Women’s skeleton will run on Feb. 13 and 14. Men’s skeleton on Feb. 14 and 15
To prepare for the Winter Olympics in Sochi, Russia which begin on February 6, 2014, Dear Sports Fan is going to run a series of previews of Winter Olympics events. So far we’ve profiled Skeleton and Bobsled.
All About the Luge
The luge is in that set of Winter Olympic sports that take common place winter past-times and turn the intensity up, up, up. Luge is basically sledding on a combination of speed and steroids. Luge is sledding after years of evolutionary change.
How Does Luge Work?
Luge racers ride on a minimalist sled that consists of not much more than two metal runners and a seat. There are no steering or braking mechanisms. They get up to speed by sitting up on the sled and propelling themselves down the first part of an icy track with specially made spiked gloves. As soon as they swooshing along, they lie back on the sled to become as aerodynamic as possible for the rest of the ride. Their equipment: skin-tight rubber suits, rounded helmets, and even specialized luge shoes are all designed to reduce wind resistance. From their backs, luge riders hurtle down their evolutionary sledding hill which has become a steep, skinny, and deviously winding concrete U covered only by a thin sheet of slick ice. The athletes, lying flat on their backs, can reach speeds close to 90 miles per hour and through turns can impose up to 5 Gs of pressure on their bodies.
Here is a first-person video shot of a luger practicing on the Olympic track:
Why Do People Like Watching Luge?
Speed: it’s one of the fastest events and some people just like speed
Danger: the crashes are spectacular and violent. If you watch car racing hoping there might be a crash, this sport is up your alley
Questionable sex appeal: If skin-tight full-body rubber suits are your thing, you’re in luck, although I must warn you, aerodynamics is key, so don’t expect any curves or lumps to show on for male or female ogling.
Disbelief: this is probably the most common reason why people like watching luge. It’s just hard to believe that people have spent so much of their lives becoming so incredibly accomplished at sledding down an icy track.

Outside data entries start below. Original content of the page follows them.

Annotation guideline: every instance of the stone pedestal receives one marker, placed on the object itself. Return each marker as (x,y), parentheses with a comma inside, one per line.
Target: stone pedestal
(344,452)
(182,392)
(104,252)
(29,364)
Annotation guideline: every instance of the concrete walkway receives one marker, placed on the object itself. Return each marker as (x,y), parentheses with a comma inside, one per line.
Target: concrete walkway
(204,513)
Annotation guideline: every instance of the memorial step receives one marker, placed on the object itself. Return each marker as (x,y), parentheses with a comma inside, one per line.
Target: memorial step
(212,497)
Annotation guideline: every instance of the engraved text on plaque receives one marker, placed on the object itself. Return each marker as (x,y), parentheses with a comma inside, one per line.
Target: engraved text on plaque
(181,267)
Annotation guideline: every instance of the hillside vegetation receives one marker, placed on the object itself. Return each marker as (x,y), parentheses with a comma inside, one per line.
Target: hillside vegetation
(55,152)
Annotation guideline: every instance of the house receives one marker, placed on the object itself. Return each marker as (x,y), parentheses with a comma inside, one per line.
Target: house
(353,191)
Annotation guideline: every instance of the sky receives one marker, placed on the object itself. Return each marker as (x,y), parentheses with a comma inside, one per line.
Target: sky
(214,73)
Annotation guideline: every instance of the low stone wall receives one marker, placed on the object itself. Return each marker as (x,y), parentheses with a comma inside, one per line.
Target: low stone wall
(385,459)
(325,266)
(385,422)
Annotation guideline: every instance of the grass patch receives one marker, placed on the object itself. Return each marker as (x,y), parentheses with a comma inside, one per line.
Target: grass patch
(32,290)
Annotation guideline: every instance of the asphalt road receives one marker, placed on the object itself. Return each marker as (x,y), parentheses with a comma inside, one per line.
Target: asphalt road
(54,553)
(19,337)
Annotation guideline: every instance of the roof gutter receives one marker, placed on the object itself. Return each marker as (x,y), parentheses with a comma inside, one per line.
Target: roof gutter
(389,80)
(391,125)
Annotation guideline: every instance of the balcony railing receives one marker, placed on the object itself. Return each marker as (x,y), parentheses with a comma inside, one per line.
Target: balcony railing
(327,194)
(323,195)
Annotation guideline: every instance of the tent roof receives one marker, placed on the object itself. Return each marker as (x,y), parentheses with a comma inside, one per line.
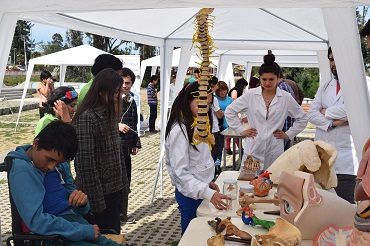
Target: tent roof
(194,60)
(80,55)
(291,28)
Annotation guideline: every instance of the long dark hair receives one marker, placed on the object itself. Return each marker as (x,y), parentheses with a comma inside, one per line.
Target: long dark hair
(102,93)
(269,65)
(58,94)
(181,112)
(239,87)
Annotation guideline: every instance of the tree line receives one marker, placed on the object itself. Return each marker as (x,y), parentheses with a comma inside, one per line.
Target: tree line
(23,49)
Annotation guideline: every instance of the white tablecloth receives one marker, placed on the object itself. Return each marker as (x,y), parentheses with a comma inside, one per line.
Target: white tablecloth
(199,231)
(207,209)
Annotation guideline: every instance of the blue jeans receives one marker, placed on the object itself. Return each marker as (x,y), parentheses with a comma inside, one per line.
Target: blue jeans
(79,219)
(152,116)
(188,209)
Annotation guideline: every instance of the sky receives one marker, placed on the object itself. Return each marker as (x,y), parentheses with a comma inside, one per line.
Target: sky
(41,32)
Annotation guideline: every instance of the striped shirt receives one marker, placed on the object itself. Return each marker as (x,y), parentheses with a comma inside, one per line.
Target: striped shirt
(288,121)
(152,96)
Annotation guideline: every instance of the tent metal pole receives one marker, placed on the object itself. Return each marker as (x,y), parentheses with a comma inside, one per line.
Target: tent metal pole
(159,170)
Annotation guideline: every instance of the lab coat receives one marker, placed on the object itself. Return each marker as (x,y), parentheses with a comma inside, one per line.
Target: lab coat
(191,170)
(265,147)
(339,137)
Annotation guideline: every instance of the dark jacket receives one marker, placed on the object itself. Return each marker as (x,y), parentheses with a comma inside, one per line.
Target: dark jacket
(129,117)
(99,163)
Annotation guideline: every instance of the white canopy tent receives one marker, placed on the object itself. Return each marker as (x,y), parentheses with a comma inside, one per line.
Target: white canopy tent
(83,55)
(239,25)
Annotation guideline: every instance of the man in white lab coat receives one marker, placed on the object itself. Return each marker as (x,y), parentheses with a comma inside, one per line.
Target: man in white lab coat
(328,113)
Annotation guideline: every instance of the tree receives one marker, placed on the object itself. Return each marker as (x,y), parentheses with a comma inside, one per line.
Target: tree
(76,73)
(146,51)
(21,42)
(361,13)
(110,45)
(74,38)
(54,46)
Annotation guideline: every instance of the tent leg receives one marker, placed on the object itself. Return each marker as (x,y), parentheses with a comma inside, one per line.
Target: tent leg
(158,174)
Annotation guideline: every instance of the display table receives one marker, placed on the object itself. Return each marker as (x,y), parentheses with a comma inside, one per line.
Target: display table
(207,209)
(199,231)
(228,133)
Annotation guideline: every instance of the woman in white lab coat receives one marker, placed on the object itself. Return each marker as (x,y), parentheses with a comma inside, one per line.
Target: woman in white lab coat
(266,108)
(189,163)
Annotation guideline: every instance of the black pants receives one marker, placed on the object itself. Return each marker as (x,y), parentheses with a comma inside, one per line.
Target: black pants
(127,157)
(152,116)
(41,112)
(217,148)
(109,218)
(346,187)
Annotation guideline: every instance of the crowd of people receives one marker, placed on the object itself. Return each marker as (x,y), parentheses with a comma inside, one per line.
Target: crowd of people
(97,129)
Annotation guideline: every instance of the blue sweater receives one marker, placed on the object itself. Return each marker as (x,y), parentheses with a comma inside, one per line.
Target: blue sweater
(224,102)
(28,191)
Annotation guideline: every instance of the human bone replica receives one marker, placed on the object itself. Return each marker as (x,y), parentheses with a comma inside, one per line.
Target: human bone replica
(310,209)
(282,233)
(249,169)
(315,157)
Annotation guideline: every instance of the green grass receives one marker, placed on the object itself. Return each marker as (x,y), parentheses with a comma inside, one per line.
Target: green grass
(13,81)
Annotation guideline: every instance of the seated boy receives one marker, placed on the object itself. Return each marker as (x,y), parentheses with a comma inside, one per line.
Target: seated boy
(42,189)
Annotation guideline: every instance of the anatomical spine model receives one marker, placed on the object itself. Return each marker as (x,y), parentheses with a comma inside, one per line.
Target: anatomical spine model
(203,20)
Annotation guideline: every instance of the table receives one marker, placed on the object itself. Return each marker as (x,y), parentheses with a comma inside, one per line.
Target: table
(207,209)
(229,133)
(199,231)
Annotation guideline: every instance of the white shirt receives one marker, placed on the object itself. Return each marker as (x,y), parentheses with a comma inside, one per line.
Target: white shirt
(215,108)
(340,137)
(191,171)
(266,148)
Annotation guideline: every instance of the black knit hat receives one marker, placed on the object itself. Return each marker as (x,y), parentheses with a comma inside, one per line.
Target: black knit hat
(106,61)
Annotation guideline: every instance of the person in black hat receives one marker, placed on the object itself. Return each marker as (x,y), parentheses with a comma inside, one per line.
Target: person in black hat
(44,89)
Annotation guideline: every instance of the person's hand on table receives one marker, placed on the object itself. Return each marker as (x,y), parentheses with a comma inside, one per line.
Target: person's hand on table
(214,186)
(219,114)
(217,201)
(340,122)
(123,127)
(96,232)
(77,198)
(279,134)
(251,133)
(61,109)
(322,111)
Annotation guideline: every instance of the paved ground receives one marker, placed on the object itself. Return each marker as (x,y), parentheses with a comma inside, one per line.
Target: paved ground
(157,224)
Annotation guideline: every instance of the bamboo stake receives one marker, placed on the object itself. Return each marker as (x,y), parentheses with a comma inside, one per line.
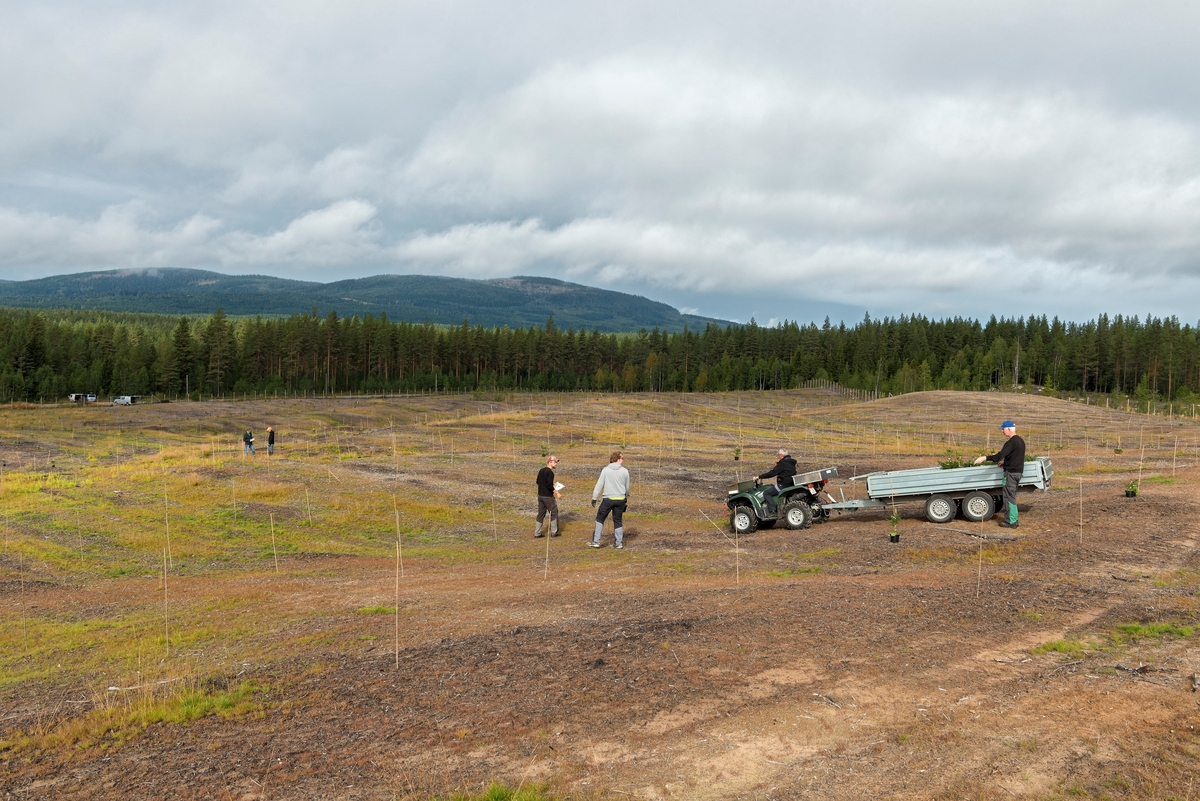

What Are the Different Luge Events?
Olympic luge has Men’s single races, Women’s single races, and gender-neutral doubles races that basically always consist of two men because weight is an advantage. This year the Olympics will add a new luge event — the team relay. This race combines all of the previous races into one. Each country gets one men’s single, one women’s single, and one doubles sled. They are sent down the track in succession with the next sled only being allowed to start when the previous racer has reached the finish line and hit some kind of electronic sensor with their hand (or foot or elbow, or head, or whatever is fastest, I would imagine.)
How Dangerous is Luge?
It’s one of the more dangerous Olympic sports. Traveling at almost 90 miles an hour down an enclosed track of concrete reinforced ice turns mistakes into tragedies all too easily. The last Olympics in Vancouver were marred by the death of Georgian luger, Nodar Kumaritashvili during a practice run. Kumaritashvili’s death sparked a dialog about how the designers of luge runs are leading the sport into faster and more dangerous territory for the sake of gaudy speed figures.
What’s the State of Gender Equality in Olympic Luge?
Moderately okay. On paper it looks a little better than it really is. Men and women’s singles events are the same number of runs (four) but they start at different heights and are therefore different lengths. The doubles competition is officially open to any gender but invariably is stocked with male athletes.
What Are Some Fun Olympic Luge Stories?
Well, okay, we all saw the movie Cool Runnings about the first Jamaican bobsled team to qualify for the Olympics. We laughed, we cried. In 2014 the parallel story is about Shiva Keshavan who became the first Indian athlete to represent his country in the Winter Olympics by qualifying in luge. He’s being called “Spicy Runnings” and this video of him training on a Himalayan road is incredible.